Sayangnya, prestasi itu mandek lantaran Torino mengalami kebangkrutan. Ia harus dilego ke Udinese dan dipinjamkan ke Ascoli. Di Ascoli, ia tak bisa menunjukkan kemampuan terbaiknya. Semusim berselang, setengah kepemilikan Quagliarella dijual oleh Udinese ke Sampdoria.

Di klub itu, Quagliarella menemukan sentuhannya kembali. Total 14 gol ia ciptakan untuk il Samp, 13 di antaranya di Serie A musim 2006/2007.

Namanya pun mulai kesohor lantaran sebagian besar gol-golnya diciptakan secara spektakuler. Pada periode itu pula, ia dipanggil tim nasional Italia dan dilirik oleh Manchester United. Bahkan, Setan Merah berani menyodorkan dana 10 juta euro untuk membawa striker ini ke Manchester.

Lirikan sejumlah klub besar Eropa terhadap Quagliarella saat itu sangat beralasan. Selain usianya masih muda, tendangan Quagliarella terkenal bertenaga.

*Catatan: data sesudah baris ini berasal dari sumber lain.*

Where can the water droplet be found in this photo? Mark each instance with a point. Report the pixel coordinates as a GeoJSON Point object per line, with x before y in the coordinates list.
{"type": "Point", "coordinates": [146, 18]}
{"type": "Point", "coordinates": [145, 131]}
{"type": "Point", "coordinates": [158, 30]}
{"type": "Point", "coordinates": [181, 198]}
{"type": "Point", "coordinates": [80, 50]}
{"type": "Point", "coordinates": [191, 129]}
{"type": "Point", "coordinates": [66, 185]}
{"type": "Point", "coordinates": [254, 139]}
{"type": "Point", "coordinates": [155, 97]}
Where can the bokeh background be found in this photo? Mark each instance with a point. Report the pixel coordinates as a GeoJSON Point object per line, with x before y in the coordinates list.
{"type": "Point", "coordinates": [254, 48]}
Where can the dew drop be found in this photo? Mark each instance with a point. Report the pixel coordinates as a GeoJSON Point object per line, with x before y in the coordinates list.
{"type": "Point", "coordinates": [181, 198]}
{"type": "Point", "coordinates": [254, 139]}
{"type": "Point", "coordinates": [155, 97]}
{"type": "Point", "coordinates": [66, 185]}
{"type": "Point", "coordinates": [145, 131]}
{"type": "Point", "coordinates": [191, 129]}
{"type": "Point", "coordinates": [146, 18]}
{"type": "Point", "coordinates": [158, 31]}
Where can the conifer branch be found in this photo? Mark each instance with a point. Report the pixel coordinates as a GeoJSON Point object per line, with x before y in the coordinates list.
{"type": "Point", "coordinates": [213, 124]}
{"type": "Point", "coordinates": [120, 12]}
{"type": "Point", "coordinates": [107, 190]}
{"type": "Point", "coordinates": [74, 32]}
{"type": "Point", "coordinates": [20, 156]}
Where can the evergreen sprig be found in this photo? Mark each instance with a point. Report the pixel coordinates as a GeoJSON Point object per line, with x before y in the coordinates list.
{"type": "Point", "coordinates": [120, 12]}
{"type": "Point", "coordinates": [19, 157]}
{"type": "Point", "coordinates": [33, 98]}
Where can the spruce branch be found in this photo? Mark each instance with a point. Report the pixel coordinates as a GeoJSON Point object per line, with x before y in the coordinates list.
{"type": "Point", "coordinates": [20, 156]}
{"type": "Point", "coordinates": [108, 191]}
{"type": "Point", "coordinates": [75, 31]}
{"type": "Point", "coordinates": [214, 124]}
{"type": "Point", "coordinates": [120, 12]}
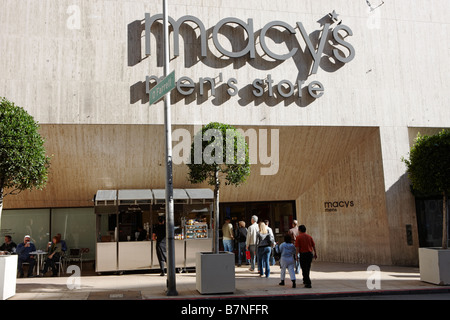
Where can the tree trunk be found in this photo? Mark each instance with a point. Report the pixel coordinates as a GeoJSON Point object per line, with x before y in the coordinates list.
{"type": "Point", "coordinates": [1, 205]}
{"type": "Point", "coordinates": [444, 222]}
{"type": "Point", "coordinates": [216, 214]}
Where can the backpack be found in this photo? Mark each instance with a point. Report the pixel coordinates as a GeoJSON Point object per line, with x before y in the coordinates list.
{"type": "Point", "coordinates": [277, 252]}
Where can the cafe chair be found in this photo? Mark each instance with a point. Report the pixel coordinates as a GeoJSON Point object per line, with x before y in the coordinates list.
{"type": "Point", "coordinates": [60, 264]}
{"type": "Point", "coordinates": [76, 255]}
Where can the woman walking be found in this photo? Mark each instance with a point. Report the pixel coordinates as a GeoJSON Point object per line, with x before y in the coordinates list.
{"type": "Point", "coordinates": [264, 241]}
{"type": "Point", "coordinates": [287, 260]}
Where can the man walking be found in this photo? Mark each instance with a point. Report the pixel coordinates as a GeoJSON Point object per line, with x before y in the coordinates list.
{"type": "Point", "coordinates": [227, 235]}
{"type": "Point", "coordinates": [305, 245]}
{"type": "Point", "coordinates": [293, 232]}
{"type": "Point", "coordinates": [23, 251]}
{"type": "Point", "coordinates": [251, 240]}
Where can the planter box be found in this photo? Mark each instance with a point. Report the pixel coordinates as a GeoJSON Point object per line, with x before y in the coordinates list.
{"type": "Point", "coordinates": [215, 272]}
{"type": "Point", "coordinates": [434, 265]}
{"type": "Point", "coordinates": [8, 275]}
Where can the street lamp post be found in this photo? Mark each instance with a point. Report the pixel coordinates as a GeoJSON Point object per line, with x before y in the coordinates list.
{"type": "Point", "coordinates": [171, 281]}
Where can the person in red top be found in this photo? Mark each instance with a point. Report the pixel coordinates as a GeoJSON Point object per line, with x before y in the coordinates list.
{"type": "Point", "coordinates": [305, 245]}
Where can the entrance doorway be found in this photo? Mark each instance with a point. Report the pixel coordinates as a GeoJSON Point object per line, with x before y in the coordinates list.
{"type": "Point", "coordinates": [280, 215]}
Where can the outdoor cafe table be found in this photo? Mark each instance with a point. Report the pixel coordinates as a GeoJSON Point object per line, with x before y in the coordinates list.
{"type": "Point", "coordinates": [38, 253]}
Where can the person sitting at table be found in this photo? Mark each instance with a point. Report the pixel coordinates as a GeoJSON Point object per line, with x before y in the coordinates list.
{"type": "Point", "coordinates": [54, 252]}
{"type": "Point", "coordinates": [23, 251]}
{"type": "Point", "coordinates": [9, 245]}
{"type": "Point", "coordinates": [63, 243]}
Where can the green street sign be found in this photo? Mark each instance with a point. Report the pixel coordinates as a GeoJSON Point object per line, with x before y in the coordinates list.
{"type": "Point", "coordinates": [162, 88]}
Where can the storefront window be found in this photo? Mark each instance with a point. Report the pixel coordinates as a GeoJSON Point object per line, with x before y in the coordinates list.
{"type": "Point", "coordinates": [77, 228]}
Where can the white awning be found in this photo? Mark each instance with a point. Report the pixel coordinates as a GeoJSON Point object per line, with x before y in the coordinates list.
{"type": "Point", "coordinates": [106, 197]}
{"type": "Point", "coordinates": [135, 196]}
{"type": "Point", "coordinates": [179, 196]}
{"type": "Point", "coordinates": [200, 195]}
{"type": "Point", "coordinates": [149, 196]}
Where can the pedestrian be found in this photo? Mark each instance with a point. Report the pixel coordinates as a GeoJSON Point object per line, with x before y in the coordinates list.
{"type": "Point", "coordinates": [287, 260]}
{"type": "Point", "coordinates": [227, 235]}
{"type": "Point", "coordinates": [54, 253]}
{"type": "Point", "coordinates": [264, 243]}
{"type": "Point", "coordinates": [250, 243]}
{"type": "Point", "coordinates": [9, 245]}
{"type": "Point", "coordinates": [23, 251]}
{"type": "Point", "coordinates": [160, 235]}
{"type": "Point", "coordinates": [293, 232]}
{"type": "Point", "coordinates": [305, 245]}
{"type": "Point", "coordinates": [272, 257]}
{"type": "Point", "coordinates": [241, 236]}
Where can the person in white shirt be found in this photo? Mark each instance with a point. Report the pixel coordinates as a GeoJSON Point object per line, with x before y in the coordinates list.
{"type": "Point", "coordinates": [250, 244]}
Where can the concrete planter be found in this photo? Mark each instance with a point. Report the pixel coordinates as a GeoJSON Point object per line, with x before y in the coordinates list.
{"type": "Point", "coordinates": [8, 275]}
{"type": "Point", "coordinates": [434, 265]}
{"type": "Point", "coordinates": [215, 272]}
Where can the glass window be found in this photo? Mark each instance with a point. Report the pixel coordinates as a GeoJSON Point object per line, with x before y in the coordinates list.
{"type": "Point", "coordinates": [77, 228]}
{"type": "Point", "coordinates": [33, 222]}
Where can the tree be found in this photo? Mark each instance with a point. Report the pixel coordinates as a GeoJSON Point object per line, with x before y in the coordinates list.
{"type": "Point", "coordinates": [23, 163]}
{"type": "Point", "coordinates": [428, 169]}
{"type": "Point", "coordinates": [218, 151]}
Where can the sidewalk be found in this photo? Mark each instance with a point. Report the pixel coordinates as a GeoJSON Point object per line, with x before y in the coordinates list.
{"type": "Point", "coordinates": [328, 280]}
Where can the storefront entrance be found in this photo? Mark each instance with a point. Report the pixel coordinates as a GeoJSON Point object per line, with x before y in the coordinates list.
{"type": "Point", "coordinates": [280, 215]}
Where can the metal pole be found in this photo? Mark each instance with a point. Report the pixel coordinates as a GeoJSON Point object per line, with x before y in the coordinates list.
{"type": "Point", "coordinates": [171, 283]}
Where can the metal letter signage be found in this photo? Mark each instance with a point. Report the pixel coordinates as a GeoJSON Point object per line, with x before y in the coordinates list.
{"type": "Point", "coordinates": [285, 88]}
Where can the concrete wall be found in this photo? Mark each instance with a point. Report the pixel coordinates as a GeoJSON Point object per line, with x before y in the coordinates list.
{"type": "Point", "coordinates": [83, 63]}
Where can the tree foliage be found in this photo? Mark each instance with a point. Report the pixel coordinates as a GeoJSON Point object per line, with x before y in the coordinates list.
{"type": "Point", "coordinates": [428, 169]}
{"type": "Point", "coordinates": [219, 149]}
{"type": "Point", "coordinates": [23, 162]}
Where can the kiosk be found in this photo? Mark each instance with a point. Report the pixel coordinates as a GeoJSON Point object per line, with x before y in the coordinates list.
{"type": "Point", "coordinates": [125, 221]}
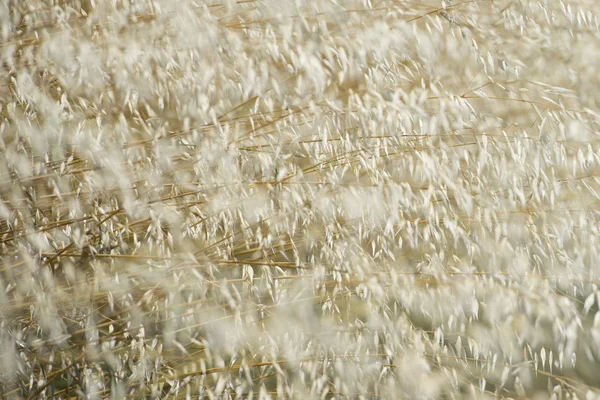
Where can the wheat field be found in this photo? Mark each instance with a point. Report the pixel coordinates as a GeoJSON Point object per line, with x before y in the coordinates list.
{"type": "Point", "coordinates": [299, 199]}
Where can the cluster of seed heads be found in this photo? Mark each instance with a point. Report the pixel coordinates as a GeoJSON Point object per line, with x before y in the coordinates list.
{"type": "Point", "coordinates": [294, 199]}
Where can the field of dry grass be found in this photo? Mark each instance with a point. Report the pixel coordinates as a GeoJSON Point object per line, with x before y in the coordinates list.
{"type": "Point", "coordinates": [294, 199]}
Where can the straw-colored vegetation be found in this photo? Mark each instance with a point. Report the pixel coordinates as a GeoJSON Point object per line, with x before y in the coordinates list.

Saking kuatnya, jurnalis asal Italia Paolo Condo menggambarkan Quagliarella sebagai suatu keajaiban balistik. Pasalnya, pemain kelahiran Naples 31 Januari 1983 ini kerap mencetak gol-gol indah melalui sepakan jarak jauh dari luar kotak penalti.

Bahkan, saat membela Sampdoria pada 1 April 2007, Quagliarella pernah mencetak gol hampir dari setengah lapangan sepakbola saat laga melawan Chievo.

Sepakan jarak jauh, kata Paolo, memiliki tingkat kesulitan tinggi karena bola berisiko melambung. Akibatnya, pemain bisa dicemooh penonton.

Selain itu, tembakan jarak jauh yang gagal juga merugikan tim. Pasalnya, peluang itu seharusnya bisa dikonversi menjadi peluang lain untuk mencetak gol.

“Quagliarella tak pernah takut untuk menendang bola langsung dari luar kotak penalti. Bahkan, sejak kanak-kanak, hal itu tak pernah dia khawatirkan,” kata Paolo dalam film dokumenter berjudul Quagliarella,The Untold Truth.

Udinese akhirnya memenangkan perburuan Quagliarella. Klub ini membeli setengah kepemilikannya kembali pada musim 2007/2008.

Di klub itu, penampilan Quagliarella semakin moncer. Ia berhasil mencetak 33 gol selama tiga musim membela Udinese. Quagliarella juga berhasil mengantarkan Udinese masuk ke babak perempat final Piala UEFA.

Petaka membawa klub tanah kelahiran

Usai tiga musim manis bersama Udinese, Quagliarella memutuskan pulang kampung dan membela Napoli pada musim 2009-2010. Saat itu, Napoli harus mengeluarkan mahar 18 juta euro untuk menebus kontrak Quagliarella bersama Udinese.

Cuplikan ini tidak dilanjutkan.